Steve Smith technique would be accepted if he was Indian, Says Woodhill Coach
Lamenting the “aversion” of Australian cricket for adopting unconventional styles, Steve Smith’s training coach Trent Woodhill observed that the uniqueness of his famous neighbourhood would accept into the Indian system, where it is about “everything about the production.”
Days after Steve Smith redefined the art of scoring runs in a series of Ashes that belonged to him, Woodhill said singularity and unorthodox styles should celebrate. If Steve Smith was Indian, his technique and mechanics and the strategy around his batting would simply be accepted, Woodhill said.
“We see Kohli, Gavaskar, (Rohit) Sharma, Ganguly, Sehwag; all these players have unique techniques. The Indian system has to do with production, with the race score, “We don’t care how you do it as long as you do it,” whereas in Australia we wanted you to have a good score and we wanted you to look good,” he said.
Smith dominated the series by amassing 774-runs in an average of more than 110 that included three centuries and the same amount of fifty.
However, his unique approach to batting, especially when leaving the deliveries, was discussed by those who see his technique through the classic lens.
Woodhill is not very happy with those struggling to accept the singularity, saying that this attitude can have a negative impact on a young player’s career.
“Young players need protection from themselves and others who don’t like the difference. A cricket stick can be a brutal place for a young player, who could be forced to settle, more in Australia than in any other country he’s ever been in,” he said.
“In Australia, we struggle with things that are different. We like a sexy thirty-year-old Shaun Marsh, made with a conventional and engaging technique, rather than an unconventional Steven Smith,” he added.
While talking about an unconventional approach, he also quoted Indian spin legend Anil Kumble and Afghanistan star Rashid Khan.
“Other nations find a way to accommodate those players. Like a Rashid Khan, who holds the ball like a loosener but throws a skate, an Anil Kumble: seam, dolls, predominantly wrong,” he said.
“Australian cricket likes to pass the baton: that’s how you do it, that’s how it’s done. Steven came and, to some extent, David Warner came and said, “No, we’re going to do it this way now,” and they’ve been very successful,” Woodhill observed.
He’s called Smith the best since the great Donald Bradman.

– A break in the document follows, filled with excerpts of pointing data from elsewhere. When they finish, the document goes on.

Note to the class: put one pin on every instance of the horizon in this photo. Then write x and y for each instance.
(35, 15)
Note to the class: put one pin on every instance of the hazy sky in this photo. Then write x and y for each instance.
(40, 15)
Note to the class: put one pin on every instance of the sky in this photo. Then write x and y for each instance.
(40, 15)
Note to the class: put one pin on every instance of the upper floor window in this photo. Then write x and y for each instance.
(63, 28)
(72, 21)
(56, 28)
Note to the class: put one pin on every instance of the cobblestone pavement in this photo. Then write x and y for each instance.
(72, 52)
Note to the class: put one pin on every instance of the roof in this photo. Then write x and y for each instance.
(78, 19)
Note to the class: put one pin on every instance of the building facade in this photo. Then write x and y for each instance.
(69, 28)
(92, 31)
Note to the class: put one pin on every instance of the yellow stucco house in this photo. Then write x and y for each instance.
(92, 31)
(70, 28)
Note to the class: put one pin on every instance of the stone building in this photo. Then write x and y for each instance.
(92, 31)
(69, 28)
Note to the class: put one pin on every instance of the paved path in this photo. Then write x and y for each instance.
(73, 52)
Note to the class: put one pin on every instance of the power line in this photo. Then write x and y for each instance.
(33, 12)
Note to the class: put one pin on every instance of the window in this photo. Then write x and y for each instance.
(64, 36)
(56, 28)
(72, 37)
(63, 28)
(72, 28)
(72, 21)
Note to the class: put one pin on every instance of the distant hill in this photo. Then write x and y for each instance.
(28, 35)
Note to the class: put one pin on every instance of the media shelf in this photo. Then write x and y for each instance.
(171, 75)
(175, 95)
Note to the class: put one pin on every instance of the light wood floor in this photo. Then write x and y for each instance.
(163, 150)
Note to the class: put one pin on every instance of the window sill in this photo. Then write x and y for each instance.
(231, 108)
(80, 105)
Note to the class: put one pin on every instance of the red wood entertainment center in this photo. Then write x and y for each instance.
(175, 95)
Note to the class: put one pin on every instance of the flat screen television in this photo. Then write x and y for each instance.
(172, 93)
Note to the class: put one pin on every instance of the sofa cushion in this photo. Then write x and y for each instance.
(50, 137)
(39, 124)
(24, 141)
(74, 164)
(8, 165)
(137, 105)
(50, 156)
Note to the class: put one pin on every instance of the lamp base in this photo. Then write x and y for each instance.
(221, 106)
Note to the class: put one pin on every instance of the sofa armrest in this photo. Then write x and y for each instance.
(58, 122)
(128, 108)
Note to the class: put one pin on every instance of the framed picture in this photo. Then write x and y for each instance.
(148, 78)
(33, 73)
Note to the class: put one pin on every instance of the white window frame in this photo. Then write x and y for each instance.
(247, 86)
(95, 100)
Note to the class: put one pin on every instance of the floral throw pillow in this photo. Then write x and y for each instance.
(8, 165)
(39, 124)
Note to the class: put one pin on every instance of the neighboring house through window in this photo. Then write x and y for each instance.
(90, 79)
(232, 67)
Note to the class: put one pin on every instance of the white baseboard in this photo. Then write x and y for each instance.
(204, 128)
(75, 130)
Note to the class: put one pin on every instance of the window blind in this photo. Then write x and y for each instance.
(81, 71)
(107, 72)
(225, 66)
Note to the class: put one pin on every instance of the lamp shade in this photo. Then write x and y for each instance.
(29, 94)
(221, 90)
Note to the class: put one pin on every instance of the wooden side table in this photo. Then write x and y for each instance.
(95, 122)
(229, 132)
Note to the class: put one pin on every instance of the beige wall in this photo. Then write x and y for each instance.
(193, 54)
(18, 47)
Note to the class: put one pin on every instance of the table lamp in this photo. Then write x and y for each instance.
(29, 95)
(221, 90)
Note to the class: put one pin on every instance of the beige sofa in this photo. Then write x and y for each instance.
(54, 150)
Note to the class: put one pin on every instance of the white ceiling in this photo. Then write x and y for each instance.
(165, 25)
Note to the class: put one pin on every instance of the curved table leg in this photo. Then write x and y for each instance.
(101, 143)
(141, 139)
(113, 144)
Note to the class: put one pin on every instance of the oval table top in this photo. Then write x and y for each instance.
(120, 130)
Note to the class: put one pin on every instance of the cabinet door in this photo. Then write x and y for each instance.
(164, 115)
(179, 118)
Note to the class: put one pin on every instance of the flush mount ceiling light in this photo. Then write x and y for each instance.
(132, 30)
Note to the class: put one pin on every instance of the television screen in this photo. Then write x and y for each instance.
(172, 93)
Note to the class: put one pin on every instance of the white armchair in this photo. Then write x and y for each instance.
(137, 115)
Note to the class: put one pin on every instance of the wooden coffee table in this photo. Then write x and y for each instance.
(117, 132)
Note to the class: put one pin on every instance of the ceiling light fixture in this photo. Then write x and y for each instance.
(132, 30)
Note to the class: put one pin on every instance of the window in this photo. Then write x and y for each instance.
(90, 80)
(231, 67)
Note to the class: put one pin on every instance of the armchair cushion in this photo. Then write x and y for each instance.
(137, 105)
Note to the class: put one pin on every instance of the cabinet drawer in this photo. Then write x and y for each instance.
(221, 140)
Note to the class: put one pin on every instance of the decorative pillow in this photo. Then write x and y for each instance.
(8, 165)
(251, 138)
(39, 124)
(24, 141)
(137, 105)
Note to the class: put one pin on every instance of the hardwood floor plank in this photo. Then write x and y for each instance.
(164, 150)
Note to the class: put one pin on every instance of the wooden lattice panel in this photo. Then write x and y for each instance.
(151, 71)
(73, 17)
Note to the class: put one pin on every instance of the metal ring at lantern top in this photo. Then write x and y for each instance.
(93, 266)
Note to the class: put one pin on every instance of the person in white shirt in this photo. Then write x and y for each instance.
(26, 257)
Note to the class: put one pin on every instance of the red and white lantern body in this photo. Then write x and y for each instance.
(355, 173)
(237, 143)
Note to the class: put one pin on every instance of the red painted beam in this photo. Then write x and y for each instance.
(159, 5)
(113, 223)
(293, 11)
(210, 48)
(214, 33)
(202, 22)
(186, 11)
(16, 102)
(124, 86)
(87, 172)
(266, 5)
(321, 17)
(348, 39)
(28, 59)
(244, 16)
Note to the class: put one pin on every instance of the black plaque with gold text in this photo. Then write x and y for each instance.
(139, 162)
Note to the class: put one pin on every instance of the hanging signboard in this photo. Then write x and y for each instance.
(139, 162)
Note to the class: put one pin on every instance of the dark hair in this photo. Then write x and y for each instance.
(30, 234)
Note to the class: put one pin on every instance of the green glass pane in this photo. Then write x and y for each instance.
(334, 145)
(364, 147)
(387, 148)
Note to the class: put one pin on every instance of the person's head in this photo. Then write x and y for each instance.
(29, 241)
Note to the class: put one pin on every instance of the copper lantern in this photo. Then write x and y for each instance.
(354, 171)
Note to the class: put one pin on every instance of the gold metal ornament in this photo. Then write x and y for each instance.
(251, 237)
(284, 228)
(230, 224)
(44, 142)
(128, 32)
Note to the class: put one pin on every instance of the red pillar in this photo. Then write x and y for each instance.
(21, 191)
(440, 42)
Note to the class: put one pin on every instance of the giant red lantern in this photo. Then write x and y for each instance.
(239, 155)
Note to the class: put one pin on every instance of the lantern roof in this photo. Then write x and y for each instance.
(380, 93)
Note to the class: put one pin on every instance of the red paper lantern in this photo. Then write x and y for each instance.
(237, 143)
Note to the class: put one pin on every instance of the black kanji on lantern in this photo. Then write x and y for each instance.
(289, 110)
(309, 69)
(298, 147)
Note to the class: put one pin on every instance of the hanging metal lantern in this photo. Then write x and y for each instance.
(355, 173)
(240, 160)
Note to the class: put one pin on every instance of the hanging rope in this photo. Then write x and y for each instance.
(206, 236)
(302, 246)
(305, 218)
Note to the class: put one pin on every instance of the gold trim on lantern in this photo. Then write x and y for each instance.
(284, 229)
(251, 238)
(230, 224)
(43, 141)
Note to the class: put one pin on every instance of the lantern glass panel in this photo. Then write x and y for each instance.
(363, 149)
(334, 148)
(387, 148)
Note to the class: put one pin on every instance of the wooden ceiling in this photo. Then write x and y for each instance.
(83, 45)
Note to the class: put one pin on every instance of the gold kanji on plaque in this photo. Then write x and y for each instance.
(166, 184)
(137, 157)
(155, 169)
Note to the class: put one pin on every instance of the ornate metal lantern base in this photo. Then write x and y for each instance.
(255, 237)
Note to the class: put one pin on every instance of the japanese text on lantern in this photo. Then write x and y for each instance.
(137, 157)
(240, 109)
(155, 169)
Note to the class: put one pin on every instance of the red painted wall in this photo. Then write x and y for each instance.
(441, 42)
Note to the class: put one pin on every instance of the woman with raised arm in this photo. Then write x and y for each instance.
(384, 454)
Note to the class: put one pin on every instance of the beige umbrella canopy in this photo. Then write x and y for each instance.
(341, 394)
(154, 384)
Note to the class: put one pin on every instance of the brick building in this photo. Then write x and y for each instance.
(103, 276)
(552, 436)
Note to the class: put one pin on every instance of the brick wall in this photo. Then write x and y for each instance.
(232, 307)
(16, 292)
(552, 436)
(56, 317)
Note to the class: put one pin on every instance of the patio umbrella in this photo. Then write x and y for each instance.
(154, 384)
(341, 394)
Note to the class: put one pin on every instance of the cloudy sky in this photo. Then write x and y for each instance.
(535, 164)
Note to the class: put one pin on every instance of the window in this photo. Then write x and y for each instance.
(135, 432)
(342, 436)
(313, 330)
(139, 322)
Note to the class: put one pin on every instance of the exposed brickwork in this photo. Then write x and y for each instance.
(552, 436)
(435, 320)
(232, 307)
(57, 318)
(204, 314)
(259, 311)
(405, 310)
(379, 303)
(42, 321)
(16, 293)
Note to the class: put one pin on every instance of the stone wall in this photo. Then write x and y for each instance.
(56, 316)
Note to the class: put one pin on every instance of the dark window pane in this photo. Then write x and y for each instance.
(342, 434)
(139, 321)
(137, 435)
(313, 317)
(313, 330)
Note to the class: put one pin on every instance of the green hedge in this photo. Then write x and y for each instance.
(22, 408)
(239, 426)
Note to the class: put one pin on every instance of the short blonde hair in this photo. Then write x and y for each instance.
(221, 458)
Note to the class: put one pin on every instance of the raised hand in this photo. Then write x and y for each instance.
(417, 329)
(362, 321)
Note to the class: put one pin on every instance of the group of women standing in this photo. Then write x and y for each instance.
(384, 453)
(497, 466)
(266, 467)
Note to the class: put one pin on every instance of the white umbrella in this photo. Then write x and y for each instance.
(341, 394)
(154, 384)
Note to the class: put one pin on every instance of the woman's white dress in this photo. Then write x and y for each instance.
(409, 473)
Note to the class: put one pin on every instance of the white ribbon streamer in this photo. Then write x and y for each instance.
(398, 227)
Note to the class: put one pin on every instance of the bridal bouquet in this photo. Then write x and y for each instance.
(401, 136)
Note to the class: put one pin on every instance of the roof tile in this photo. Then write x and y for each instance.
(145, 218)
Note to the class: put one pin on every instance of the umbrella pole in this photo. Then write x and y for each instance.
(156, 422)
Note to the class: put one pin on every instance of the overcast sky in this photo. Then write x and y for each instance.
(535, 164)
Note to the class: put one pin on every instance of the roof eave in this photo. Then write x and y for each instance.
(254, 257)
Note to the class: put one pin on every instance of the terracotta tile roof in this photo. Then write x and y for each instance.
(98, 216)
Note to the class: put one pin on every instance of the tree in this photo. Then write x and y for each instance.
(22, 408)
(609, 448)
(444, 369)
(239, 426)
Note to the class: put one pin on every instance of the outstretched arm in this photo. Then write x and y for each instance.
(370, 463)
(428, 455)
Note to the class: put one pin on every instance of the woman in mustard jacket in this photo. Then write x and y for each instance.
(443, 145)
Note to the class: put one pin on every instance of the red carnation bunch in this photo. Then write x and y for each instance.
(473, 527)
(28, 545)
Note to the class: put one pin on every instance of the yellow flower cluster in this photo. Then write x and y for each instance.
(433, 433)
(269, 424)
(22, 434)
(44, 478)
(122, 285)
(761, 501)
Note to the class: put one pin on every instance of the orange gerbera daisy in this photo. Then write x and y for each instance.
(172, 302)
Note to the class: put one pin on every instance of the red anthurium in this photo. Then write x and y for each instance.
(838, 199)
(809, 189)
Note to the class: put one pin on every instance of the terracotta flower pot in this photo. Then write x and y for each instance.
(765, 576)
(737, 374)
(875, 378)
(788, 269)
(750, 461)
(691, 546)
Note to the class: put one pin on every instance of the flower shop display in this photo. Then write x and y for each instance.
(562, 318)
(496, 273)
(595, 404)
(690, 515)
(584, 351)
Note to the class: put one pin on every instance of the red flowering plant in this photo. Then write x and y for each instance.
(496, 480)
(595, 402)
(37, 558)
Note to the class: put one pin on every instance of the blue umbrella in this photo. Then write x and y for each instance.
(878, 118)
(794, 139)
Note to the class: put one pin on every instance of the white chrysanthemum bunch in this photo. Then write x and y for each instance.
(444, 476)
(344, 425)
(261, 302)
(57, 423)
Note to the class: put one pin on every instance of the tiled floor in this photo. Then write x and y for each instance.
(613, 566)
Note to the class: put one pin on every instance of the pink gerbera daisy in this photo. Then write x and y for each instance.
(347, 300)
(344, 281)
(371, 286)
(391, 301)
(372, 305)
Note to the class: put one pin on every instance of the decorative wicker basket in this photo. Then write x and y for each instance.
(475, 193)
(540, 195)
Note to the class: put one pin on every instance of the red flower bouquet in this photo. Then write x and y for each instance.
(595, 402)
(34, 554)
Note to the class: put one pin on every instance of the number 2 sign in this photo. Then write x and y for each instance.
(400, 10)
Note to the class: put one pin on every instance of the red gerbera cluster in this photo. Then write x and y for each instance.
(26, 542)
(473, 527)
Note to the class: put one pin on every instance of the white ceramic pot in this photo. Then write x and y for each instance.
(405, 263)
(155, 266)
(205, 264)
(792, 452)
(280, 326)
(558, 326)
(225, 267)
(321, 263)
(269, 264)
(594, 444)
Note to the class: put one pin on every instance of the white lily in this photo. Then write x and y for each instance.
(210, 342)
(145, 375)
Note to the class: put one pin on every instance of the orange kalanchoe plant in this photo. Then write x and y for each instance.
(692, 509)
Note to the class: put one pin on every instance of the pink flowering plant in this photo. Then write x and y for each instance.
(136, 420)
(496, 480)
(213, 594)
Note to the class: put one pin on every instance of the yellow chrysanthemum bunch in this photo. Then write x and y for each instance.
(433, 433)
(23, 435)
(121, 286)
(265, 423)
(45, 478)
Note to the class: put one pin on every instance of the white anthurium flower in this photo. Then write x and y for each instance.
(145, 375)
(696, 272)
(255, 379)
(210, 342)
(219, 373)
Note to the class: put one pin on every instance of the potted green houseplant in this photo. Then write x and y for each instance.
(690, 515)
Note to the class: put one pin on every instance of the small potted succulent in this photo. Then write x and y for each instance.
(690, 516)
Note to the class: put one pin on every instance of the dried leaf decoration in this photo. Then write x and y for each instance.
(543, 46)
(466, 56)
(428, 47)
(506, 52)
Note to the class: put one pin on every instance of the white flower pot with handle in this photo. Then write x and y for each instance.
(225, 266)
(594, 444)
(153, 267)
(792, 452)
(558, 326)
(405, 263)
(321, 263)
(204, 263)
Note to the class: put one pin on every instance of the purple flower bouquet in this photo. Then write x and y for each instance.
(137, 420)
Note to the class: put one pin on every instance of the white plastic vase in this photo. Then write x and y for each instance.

“The old guard, the great experts of Test, still can’t understand how it works. So they still think, especially the bowlers, “Well, if I were bowling, I’d solve this guy,” he said. “And that’s what happens with cricket, especially in England and Australia:” If I can’t understand what it looks like, it can’t work.
“Steven has shown them that they are wrong. It’s the best since Bradman; this is no longer even an argument, ” he added.